A matéria estava na pauta da Comissão para votação na quarta-feira (13), mas vários deputados pediram vista da proposta, o que acabou adiando a discussão.

A Constituição já garante a todos os brasileiros e aos estrangeiros residentes no País a inviolabilidade do direito à vida, mas não há definição do momento em que esse direito começa a vigorar.

A proposta de emenda à Constituição pretende determinar que esse direito passe a valer a partir da concepção do feto, e não do nascimento do bebê.

Na prática, a proposta proíbe o aborto no Brasil nas situações hoje autorizadas em lei. Atualmente, o aborto é permitido em três casos no País: risco de morte para a gestante, gravidez resultante de estupro e anencefalia fetal (má-formação do cérebro).

Na quarta-feira, momentos antes do adiamento da votação, a relatora da matéria legislativa, deputada Chris Tonietto (PL-RJ), leu seu parecer pela admissibilidade da proposta. “Não se vislumbram quaisquer incompatibilidades entre a alteração que se pretende realizar e os demais princípios e regras fundamentais que alicerçam a Constituição vigente e nosso ordenamento jurídico”, apontou a parlamentar.

Pelo trâmite, os integrantes da Comissão de Constituição e Justiça e de Cidadania da Câmara dos Deputados só avaliam se a proposta está de acordo com a Constituição e as leis brasileiras. Aprovado esse quesito, o mérito da mudança segue para discussão em uma comissão especial.

O assunto demanda debates acalorados entre os favoráveis ao abordo e os contrários.

Cerca de 20 novos projetos de lei sobre aborto foram apresentados na Câmara dos Deputados após a polêmica causada pela proposta que equipara a pena para a interrupção da gestação acima de 22 semanas à de homicídio — 20 anos de prisão —, mesmo para mulheres vítimas de estupro (PL 1904/24). Essa pena é maior do que a prevista para o estuprador, de até 10 anos de prisão, um dos pontos mais polêmicos do texto.

Depois que o Plenário da Câmara aprovou, em junho, a urgência para o PL 1904/24, causando forte reação de setores da sociedade, o presidente da Casa, Arthur Lira (PP-AL), anunciou a criação de uma comissão com representantes de todos os partidos para debater o texto neste segundo semestre.
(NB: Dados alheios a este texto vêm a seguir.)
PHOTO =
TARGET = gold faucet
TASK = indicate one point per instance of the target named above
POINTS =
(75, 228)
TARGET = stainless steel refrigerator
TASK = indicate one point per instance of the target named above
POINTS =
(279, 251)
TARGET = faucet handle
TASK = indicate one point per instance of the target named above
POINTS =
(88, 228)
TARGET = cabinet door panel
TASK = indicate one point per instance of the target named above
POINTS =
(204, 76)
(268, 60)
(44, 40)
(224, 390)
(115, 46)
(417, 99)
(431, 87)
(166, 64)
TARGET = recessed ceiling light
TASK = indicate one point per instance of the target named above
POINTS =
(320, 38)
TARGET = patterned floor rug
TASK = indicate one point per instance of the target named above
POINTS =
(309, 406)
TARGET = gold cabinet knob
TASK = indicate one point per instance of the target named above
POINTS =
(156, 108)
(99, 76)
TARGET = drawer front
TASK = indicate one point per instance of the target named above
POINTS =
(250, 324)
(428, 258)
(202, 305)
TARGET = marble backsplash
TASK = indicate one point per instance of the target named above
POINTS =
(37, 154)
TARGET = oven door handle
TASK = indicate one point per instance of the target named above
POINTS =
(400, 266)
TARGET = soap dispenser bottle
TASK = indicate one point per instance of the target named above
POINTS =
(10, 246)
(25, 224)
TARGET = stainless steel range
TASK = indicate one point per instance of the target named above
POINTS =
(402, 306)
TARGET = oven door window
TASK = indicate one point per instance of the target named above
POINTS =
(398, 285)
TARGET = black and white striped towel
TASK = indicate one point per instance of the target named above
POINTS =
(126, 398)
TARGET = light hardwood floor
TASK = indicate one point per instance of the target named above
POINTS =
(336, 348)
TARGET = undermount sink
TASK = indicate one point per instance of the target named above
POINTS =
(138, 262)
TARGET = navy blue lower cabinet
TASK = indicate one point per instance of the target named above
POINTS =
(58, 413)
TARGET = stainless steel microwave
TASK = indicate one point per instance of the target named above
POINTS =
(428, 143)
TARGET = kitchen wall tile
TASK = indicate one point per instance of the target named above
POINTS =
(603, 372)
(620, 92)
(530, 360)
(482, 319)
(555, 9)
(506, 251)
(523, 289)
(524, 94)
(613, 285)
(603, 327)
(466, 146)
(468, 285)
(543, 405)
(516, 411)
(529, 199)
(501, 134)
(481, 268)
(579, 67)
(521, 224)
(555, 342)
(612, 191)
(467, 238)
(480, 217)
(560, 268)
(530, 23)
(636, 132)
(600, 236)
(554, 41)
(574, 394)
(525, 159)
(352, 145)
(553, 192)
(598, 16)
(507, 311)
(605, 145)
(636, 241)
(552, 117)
Mas, o ano está acabando e o assunto patina no parlamento.

Os novos projetos apresentados reforçam uma tendência no debate legislativo na Câmara de tornar a legislação sobre o aborto mais rígida.

No Brasil, o primeiro projeto de lei relativo ao aborto foi apresentado ao Congresso Nacional em 1949. A proposta restringia o direito de as mulheres interromperem a gravidez.

Pelo Código Penal, em vigor desde 1940, somente era permitido o aborto nos casos de gravidez por estupro e de risco de vida para a gestante. O projeto em questão retirava essas duas possibilidades, estabelecendo a proibição total do aborto no País.

A proposta de 75 anos atrás foi redigida por um deputado federal, o monsenhor Arruda Câmara (PDC-PE). Na visão dele, os dois tipos de aborto legal desrespeitavam “a moral católica do povo brasileiro” e abriam a porta para “todos os outros atentados à vida do nascituro”.

Os deputados, no entanto, nem chegaram a discutir o tema. O projeto do padre foi engavetado sem passar por nenhuma comissão da Câmara.

Quem identificou o projeto de lei pioneiro foi Maria Isabel Baltar da Rocha Rodrigues, feminista, socióloga e professora da Universidade Estadual de Campinas (Unicamp) falecida em 2008.

De acordo com a pesquisa dela, foram 18 as propostas relativas ao aborto apresentadas à Câmara e ao Senado entre 1946 e 1983, a maioria contrária à interrupção da gravidez.

A verdade é que o assunto — polêmico — não encontra unanimidade no Parlamento, justamente o local onde são determinados os regramentos para manter a ordem no País. Essa discussão, em particular, envolve o debate sobre ética, direito, liberdade, responsabilidade e poder. Por isso, talvez a resolução se arrasta há tempos.